A Prospective Study on Fertility Preservation in Prepubertal and Adolescent Girls Undergoing Hematological Stem Cell Transplantation

Ida Wikander, Frida E Lundberg, Hanna Nilsson, Birgit Borgström, Kenny A Rodriguez-Wallberg, Ida Wikander, Frida E Lundberg, Hanna Nilsson, Birgit Borgström, Kenny A Rodriguez-Wallberg

Abstract

Background: Hematological stem cell transplantation (HSCT) is an established method which has markedly increased the survival rate of hematologic malignancies since its introduction in the 1980's. The conditioning for HSCT has known gonadotoxic effects and often leads to premature loss of fertility. In this study we have prospectively followed a cohort of girls undergoing HSCT and studied the outcomes of fertility preservation treatments performed before or after HSCT, as well as the long-term reproductive outcome.

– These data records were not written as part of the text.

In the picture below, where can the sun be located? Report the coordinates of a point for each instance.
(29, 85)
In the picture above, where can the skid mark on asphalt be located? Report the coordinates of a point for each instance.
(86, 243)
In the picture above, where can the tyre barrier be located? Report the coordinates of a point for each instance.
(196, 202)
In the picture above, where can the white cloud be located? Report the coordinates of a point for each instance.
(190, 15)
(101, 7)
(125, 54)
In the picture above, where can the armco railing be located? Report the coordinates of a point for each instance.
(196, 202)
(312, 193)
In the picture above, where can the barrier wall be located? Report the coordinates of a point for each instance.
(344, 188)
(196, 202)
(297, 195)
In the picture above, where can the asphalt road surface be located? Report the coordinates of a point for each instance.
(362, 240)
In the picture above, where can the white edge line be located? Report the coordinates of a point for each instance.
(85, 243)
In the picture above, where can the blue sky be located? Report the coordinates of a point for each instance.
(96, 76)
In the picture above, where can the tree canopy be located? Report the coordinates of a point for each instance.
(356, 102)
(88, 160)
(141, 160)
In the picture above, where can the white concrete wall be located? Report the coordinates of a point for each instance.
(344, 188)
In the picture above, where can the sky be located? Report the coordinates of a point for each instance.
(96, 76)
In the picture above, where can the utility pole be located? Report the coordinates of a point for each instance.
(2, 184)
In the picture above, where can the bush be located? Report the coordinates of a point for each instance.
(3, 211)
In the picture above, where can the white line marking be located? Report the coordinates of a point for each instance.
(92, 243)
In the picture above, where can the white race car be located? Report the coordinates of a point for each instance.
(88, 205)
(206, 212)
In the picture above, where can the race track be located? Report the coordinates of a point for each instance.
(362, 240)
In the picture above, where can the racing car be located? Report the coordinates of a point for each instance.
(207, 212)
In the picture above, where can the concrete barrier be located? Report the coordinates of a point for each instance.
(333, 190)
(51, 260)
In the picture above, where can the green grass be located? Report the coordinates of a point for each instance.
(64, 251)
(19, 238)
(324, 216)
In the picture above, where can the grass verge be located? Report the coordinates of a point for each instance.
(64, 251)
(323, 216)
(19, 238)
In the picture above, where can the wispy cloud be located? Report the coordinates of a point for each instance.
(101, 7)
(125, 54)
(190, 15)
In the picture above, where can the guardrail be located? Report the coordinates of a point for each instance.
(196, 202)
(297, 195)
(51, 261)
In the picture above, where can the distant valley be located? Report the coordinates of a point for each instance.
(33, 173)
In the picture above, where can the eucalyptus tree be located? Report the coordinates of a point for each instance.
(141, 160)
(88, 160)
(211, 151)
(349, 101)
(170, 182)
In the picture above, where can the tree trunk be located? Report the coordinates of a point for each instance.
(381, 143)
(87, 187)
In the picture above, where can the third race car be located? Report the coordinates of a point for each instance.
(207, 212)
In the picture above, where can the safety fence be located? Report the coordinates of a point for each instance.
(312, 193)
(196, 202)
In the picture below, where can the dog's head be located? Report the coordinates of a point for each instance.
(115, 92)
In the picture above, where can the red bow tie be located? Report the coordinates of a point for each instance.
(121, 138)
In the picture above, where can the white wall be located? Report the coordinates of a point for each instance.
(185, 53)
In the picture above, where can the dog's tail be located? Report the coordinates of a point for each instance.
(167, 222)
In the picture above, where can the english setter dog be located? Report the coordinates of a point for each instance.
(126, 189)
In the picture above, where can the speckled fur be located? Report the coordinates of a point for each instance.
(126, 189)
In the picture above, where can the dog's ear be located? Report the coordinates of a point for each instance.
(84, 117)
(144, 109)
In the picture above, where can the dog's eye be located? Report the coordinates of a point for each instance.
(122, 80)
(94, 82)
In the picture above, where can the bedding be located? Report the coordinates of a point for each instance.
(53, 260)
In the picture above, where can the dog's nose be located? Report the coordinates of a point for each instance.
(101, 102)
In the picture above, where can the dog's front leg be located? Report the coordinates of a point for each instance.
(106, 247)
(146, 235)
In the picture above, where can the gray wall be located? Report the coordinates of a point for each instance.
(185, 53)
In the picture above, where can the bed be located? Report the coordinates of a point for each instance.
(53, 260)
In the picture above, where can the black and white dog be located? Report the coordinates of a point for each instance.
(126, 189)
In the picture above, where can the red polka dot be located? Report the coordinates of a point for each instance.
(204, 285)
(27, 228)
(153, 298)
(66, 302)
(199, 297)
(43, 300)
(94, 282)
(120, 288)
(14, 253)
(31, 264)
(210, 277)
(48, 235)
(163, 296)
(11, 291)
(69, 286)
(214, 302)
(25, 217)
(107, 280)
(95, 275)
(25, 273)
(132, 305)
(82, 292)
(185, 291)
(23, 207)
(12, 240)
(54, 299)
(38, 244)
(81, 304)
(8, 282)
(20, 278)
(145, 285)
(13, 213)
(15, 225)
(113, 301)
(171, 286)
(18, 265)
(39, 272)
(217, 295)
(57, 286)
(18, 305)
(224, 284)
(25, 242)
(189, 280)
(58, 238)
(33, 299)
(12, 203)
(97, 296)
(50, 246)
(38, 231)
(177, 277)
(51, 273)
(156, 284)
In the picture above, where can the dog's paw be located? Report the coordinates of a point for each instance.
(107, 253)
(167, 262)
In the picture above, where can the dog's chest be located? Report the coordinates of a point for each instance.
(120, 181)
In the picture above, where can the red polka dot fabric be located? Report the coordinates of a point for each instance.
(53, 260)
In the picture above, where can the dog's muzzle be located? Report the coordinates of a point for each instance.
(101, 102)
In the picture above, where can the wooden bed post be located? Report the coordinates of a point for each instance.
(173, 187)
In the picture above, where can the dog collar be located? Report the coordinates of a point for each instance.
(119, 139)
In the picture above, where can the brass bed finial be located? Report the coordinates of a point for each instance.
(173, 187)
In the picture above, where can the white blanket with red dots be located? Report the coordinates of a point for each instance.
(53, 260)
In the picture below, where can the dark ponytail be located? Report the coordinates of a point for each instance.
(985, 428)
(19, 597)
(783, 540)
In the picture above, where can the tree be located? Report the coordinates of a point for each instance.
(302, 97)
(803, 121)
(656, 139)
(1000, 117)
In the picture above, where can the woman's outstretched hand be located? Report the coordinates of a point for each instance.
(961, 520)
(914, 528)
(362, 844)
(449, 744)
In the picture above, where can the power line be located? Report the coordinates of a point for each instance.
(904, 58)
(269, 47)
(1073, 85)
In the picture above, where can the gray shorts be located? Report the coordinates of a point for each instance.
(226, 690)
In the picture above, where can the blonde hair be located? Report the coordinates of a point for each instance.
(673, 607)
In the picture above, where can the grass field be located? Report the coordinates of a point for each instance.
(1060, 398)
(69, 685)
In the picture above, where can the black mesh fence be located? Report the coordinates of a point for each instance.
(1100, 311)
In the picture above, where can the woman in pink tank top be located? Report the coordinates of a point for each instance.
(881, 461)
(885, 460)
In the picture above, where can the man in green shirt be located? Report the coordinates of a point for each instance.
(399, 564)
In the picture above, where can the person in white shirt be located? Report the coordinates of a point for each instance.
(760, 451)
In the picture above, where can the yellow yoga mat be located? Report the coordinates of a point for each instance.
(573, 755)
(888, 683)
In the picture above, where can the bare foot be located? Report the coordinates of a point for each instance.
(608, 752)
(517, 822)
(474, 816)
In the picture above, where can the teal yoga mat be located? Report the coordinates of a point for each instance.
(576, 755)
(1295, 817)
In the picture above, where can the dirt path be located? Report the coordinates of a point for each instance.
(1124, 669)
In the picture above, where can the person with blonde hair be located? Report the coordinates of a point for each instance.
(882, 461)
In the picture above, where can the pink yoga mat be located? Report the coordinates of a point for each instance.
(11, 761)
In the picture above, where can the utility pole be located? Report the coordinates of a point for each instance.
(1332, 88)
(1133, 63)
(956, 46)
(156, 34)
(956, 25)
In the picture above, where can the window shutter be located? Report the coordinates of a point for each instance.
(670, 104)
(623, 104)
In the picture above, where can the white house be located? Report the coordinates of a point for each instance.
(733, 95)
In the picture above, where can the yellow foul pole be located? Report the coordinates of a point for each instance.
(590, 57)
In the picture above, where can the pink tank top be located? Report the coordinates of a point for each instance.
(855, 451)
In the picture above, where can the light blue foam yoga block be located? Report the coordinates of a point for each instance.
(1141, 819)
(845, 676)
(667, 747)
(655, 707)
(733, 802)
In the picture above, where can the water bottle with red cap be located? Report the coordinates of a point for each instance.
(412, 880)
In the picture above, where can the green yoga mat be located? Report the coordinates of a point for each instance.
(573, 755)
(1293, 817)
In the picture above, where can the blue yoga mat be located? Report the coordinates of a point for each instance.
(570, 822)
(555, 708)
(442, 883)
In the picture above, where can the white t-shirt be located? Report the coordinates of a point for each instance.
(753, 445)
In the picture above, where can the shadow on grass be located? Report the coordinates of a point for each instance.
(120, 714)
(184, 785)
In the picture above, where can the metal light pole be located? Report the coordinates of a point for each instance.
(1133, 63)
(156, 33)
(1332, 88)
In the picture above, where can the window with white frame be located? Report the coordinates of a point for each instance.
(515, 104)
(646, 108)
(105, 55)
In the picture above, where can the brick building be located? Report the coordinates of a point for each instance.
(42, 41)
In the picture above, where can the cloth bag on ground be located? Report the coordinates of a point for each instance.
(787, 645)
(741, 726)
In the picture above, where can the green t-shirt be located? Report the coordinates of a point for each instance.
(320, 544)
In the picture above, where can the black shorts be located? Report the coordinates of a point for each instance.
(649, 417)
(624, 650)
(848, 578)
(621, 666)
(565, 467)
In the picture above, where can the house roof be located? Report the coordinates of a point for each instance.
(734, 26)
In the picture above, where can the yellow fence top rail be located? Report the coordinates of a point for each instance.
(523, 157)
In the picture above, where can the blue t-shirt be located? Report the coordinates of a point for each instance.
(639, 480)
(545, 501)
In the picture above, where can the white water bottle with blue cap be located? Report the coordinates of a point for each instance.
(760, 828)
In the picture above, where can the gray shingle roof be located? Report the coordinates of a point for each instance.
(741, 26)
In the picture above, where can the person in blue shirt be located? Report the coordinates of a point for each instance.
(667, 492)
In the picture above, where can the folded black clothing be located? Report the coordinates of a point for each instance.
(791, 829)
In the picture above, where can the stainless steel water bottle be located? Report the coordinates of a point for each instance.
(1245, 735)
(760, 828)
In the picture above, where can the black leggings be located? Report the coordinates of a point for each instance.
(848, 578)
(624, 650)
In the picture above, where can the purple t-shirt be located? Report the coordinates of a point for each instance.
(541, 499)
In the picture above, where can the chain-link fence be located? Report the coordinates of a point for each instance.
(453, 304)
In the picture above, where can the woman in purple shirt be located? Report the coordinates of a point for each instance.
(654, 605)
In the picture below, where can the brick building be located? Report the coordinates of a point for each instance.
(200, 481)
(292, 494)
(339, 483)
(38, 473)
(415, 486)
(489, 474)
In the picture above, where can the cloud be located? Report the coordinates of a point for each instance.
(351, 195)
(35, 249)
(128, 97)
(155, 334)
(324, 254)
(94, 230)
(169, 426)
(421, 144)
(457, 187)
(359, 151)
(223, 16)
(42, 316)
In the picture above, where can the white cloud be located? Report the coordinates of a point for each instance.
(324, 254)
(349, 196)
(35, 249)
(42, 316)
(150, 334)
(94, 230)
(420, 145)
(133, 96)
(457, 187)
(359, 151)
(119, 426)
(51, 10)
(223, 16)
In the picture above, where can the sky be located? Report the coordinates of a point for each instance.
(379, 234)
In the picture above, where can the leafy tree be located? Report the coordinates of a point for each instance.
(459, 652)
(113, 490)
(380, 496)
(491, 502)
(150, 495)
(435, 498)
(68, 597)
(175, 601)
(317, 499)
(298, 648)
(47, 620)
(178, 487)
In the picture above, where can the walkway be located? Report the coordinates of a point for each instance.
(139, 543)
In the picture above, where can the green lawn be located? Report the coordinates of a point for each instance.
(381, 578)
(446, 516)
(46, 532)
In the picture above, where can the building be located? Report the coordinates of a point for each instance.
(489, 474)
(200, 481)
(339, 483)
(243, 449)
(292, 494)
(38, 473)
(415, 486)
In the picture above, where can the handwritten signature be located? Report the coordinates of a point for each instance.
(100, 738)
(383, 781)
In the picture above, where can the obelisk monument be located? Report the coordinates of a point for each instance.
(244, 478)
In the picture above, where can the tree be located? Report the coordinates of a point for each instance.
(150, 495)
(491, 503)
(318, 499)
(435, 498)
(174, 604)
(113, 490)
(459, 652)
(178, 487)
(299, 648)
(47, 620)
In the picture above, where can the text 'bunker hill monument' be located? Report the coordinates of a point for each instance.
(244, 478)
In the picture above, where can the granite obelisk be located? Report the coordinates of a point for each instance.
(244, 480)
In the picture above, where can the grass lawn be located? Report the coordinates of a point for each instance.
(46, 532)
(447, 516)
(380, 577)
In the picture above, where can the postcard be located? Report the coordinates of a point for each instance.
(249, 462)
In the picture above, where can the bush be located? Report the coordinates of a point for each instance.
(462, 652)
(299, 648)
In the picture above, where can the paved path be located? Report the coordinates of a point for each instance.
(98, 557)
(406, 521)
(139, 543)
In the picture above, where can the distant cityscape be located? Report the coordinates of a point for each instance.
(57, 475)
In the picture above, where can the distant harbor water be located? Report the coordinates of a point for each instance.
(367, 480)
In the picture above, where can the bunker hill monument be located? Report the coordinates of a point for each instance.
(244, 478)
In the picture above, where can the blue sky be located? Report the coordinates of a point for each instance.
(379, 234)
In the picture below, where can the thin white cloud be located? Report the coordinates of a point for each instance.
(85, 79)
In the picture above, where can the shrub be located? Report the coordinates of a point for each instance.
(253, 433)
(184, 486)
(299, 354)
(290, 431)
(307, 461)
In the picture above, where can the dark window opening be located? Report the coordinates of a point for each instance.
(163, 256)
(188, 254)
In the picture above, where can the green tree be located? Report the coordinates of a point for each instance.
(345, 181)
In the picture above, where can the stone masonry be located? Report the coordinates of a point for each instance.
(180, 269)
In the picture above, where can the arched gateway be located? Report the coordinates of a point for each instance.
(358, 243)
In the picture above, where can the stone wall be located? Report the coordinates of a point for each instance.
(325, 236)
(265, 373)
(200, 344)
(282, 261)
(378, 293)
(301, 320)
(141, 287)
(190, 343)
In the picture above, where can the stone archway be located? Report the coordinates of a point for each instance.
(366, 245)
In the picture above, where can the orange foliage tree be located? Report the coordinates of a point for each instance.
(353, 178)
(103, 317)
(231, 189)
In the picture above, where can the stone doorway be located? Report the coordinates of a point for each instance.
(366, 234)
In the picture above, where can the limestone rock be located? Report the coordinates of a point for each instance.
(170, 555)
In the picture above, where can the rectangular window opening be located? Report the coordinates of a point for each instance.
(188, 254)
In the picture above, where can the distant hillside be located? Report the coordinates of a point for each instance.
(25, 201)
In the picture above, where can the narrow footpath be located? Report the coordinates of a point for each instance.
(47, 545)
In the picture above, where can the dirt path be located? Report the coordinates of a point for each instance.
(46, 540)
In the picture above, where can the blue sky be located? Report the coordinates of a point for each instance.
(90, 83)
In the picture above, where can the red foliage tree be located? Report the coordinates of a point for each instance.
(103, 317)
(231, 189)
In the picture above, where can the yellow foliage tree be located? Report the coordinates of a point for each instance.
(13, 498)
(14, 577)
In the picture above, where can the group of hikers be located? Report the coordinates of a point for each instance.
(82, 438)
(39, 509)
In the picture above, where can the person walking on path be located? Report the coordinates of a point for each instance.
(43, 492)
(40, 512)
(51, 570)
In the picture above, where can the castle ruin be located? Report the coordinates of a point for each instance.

Methods: In this one-center prospective study, 39 girls counselled for fertility preservation prior to or after conditioning for HSCT for malignant or benign diseases at childhood or adolescence between 1990 and 2017 were included. The patients were presented with the option to undergo cryopreservation of ovarian tissue or oocytes depending on their age and the time available. Follicle counts of the ovarian tissue and number of oocytes collected before or after HSCT were compared between patients treated for benign and malignant diseases. Hormone measurements post HSCT treatment, including FSH and AMH, reproductive outcomes and overall survival until January 2021 were investigated.

Results: In total, 34 girls and adolescents underwent fertility preservation before or after HSCT. Before HSCT, ovarian tissue was cryopreserved in 15 patients and two patients had oocytes preserved. Thirteen patients cryopreserved ovarian tissue after HSCT and seven patients returned to cryopreserve oocytes. Follicles were present in all tissue samples collected prior to HSCT, and in more than half of the samples collected post-HSCT. Half of the patients had spontaneous menarche or resumed menstruation post HSCT. Overall, 35 patients had survived at end of follow up and 7 patients had achieved parenthood.

Conclusions: Since fertility loss is common following HSCT, fertility preservation should be offered to all patients. Fertility preservation treatments can be performed both before and after HSCT.

Clinical trial registration: https://ichgcp.net/clinical-trials-registry/NCT04602962, identifier NTC04602962.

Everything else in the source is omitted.